PARIS, FRANCE — Before humans were sent to space for spaceflight, several countries were already using animals to test and understand how the lack of gravity in space could affect human astronauts.
In 1963, A cat in France became the first cat to travel in space and return safely. To celebrate her contribution, a kickstarter campaign was set up by Matthew Serge Guy to crowdfund the budget to build a bronze statue for Félicette[c] — the astro cat.
There are different stories about how Félicette the fluffy pioneer was recruited by France's space agency — Centre d'Enseignement et de Recherches de Médecine Aéronautique (CERMA), regardless, she and 13 other cats were later put in the space training program.
Due to her calm nature during a series of training, Félicette was picked to be the first cat to be blast off from earth, cutting through the atmosphere into space, Félicette's rocket reached a height of 157 kilometres.

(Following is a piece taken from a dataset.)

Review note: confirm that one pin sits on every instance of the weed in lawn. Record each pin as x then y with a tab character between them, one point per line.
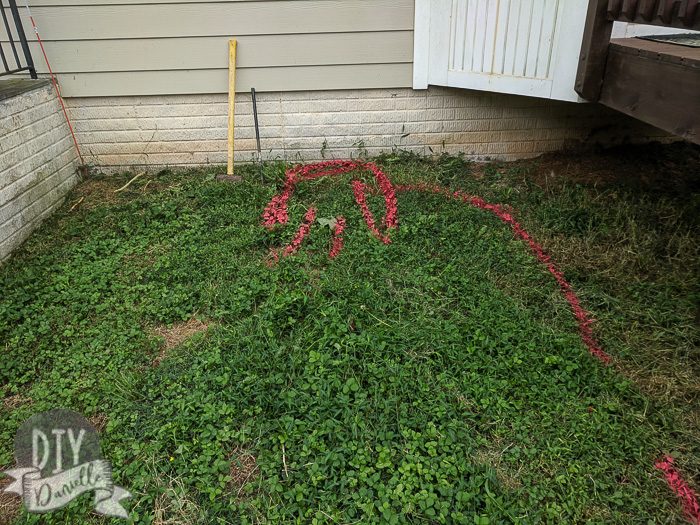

Félicette's trip in weightless space lasted 5 minutes, her capsule then parachuted back down to earth where she later rendezvoused with the recovery team. The whole operation was 13 minutes long. After the space journey, Félicette was taken back to the space agency's lab for further study, where she unfortunately was put to sleep so scientists can study the electrodes that were planted in her brain.
In the name of science, Félicette and many other animals have contributed greatly to spaceflight, although the participation was against their will. Since her flight, European and U.S. space agencies have stopped sending animals into space as the practice was unethical and more advanced methods became available.
The campaign for the statue received about $57,000 to get the project going. Famed animal sculptor Gill Parker has also agreed to help build the statue for Félicette. Guy's prefered site for the statue is Félicette's hometown in Paris.